Il taglio dei parlamentari è un provvedimento spot figlio della nuova politica
Una riforma che non convince. Oggi la Camera sarà chiamata a votare la legge che prevede la riduzione del numero dei parlamentari. È il quarto e ultimo passaggio della riforma della Costituzione. Potrebbe diventare immediatamente esecutiva se fosse votata dai due terzi dei parlamentari. Se, invece, ad approvarla fosse un numero inferiore si dovrà passare dal referendum. In quel caso io voterei contro.
Questa legge non mi piace. Per nulla. Per tutta una serie di motivi. Uno in particolare: sarà la pietra tombale del rapporto fra eletto e territorio. La legge prevede la riduzione di un terzo dei parlamentari. Il che significa che i collegi saranno molto più ampi. La Romagna potrebbe avere solo un senatore e, massimo, due parlamentari. Troppo poco per poter seguire il territorio come si dovrebbe. L’esempio ce lo abbiamo adesso, ad esempio, che il collegio senatoriale comprende sia il Cesenate che il Forlivese.
Per ridurre i parlamentari l’unica strada era cancellare il Senato. Fra l’altro il risparmio in termine di soldi sarebbe stato maggiore. Legge che però i 5Stelle, promotori di quella attuale, avevano avversato quando a proporla era stato Renzi. Sì, nei tre passaggi parlamentari precedenti, a votare a favore sono stati 5Stelle, Lega e Fratelli d’Italia, tre partiti fieri oppositori del taglio del Senato.
Dove è la logica? Non c’è. Ma adesso va così. L’attività politica è sempre stata impregnata di provvedimenti spot. Ma adesso si è superato il limite di guardia. E al peggio non c’è mai fine. La legge sulla riduzione dei parlamentari è solo la punta di un iceberg. Altra assurdità è la scelta della Lega di fare le barricate contro il provvedimento che concede il reddito di cittadinanza anche a chi ha avuto problemi con la legge. Legge che il Carroccio votò quando era al governo. Quindi, Salvini e soci protestano contro se stessi.

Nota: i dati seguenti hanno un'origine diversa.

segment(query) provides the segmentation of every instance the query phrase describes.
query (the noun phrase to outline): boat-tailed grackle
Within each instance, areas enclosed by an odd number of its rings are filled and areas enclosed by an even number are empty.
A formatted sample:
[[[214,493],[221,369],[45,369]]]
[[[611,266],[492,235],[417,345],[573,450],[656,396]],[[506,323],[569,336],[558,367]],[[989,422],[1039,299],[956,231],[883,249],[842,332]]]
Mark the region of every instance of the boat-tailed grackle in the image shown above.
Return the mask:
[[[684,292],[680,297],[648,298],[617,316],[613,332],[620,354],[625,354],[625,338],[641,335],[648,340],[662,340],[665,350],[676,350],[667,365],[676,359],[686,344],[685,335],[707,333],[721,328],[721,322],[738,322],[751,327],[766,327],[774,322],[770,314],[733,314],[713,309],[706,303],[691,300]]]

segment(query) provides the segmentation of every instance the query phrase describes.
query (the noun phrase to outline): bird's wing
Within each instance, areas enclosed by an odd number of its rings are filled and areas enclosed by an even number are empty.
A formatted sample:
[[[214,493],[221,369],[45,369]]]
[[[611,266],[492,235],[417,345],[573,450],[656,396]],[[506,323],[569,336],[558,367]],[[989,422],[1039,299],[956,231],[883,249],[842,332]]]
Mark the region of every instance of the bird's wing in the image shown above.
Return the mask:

No, la politica non può essere questa. Così si va a sbattere. È inevitabile se si dibatte con forza su questi temi o sui migranti e, al contempo, rischia di passare sotto silenzio l’allarme lanciato da Istat e Confindustria: continua la stagnazione. Se tutto andrà bene saremo a crescita zero, ma non è esclusa a recessione.